De l'avis de tous ceux qui connaissent la complexité du personnage, le documentaire réalisé par Mohamed Sifaoui est à la fois sobre, clair et mesuré. Il pose simplement quelques questions, auxquelles il répond par des faits , des documents et des témoignages tous vérifiables et vérifiés. Un moment fort : celui où Sifaoui se rendu au siège lyonnais du prédicateur : la librairie Tawhid. Ne sachant pas qu’il était enregistré, l’un des fidèles de Ramadan l’a cordialement menacé. Le reste du reportage, diffusé sur Envoyé Spécial, est également instructif. Pour la première fois, un journaliste télé a vraiment enquêté au lieu de se contenter d’interviewer Ramadan. D’ailleurs Ramadan a refusé de le rencontrer. Mais Sifaoui lui a quand même donné la parole : en diffusant des extraits de ses conférences audio et vidéo. Edifiant. Aussi en interviewant plusieurs de ses soutiens ou amis, comme l’islamologue Bruno Etienne. Mais, pour la première fois dans un reportage, Sifaoui a également donné la parole à tous ceux qui tirent la sonnette d’alarme. L’auteure de Frère Tariq, Caroline Fourest y est interviewée. Ainsi qu'Antoine Sfeir (directeur des Cahiers de l’Orient), Richard Labévière (journaliste à RFI), Jean-Charles Brisard (avocat du collectif des familles du 11/09) ou encore le directeur de thèse de Tariq Ramadan… qui a découvert avec effroi combien ce dernier n’avait aucun recul vis-à-vis de la pensée de son grand-père et tentait tout au contraire de le réhabiliter par le biais d’une thèse apologétique. Le résultat est sobre, presque trop mesuré, mais convainquant.

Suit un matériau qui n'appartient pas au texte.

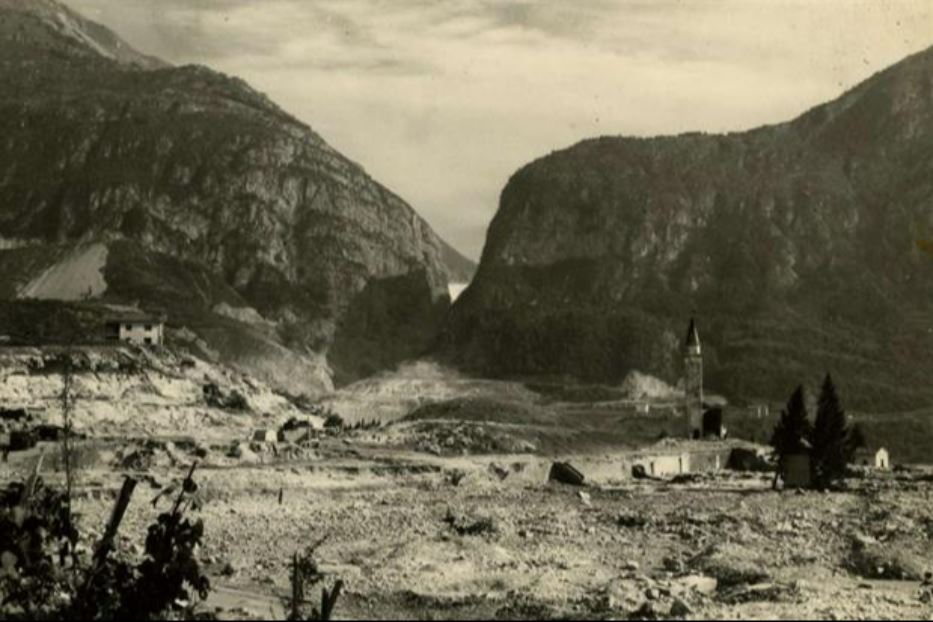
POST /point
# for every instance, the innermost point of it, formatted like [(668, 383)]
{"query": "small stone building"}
[(796, 470), (877, 458), (139, 330)]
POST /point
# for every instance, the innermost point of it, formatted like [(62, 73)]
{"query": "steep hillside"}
[(200, 198), (795, 245)]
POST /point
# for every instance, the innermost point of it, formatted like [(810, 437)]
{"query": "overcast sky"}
[(443, 100)]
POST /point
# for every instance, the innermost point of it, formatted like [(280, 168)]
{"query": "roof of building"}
[(868, 451), (136, 319), (693, 337)]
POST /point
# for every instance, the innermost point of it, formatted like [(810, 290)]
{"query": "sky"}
[(442, 100)]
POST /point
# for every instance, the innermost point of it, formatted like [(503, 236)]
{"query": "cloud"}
[(442, 100)]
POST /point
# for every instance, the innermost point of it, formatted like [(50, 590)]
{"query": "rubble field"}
[(417, 535)]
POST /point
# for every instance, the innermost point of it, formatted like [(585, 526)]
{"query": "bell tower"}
[(693, 383)]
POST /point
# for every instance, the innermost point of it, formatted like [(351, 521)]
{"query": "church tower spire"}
[(693, 382)]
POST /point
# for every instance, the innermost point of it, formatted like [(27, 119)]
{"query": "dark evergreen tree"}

• Ce qu'il faut savoire sur la Télévision Suisse Romande

L’histoire même de la diffusion du film est révélatrice des complicités dont bénéficie Ramadan, notamment dans la presse Suisse où les Frères Hani et Tariq interviennent de façon omniprésente. La Télévision Suisse Romande est connue pour servir régulièrement de tribune à la famille Ramadan. Soutenue par de riches protecteurs Saoudiens, les Ramadan ont toujours bénéficié d'une certaine complaisance en Terre bancaire. Mais cette complaisance s'est accentuée depuis que la partie lémanique est prise d'une fièvre xénophobe et raciste et que la partie francophone prétend y résister en donnant la parole, sans esprit critique, à tout défenseur de l'islam — fût-il intégriste. Avec le reportage de Sifaoui, la TSR aurait pu rétablir un tout petit peu l’équilibre. Raté.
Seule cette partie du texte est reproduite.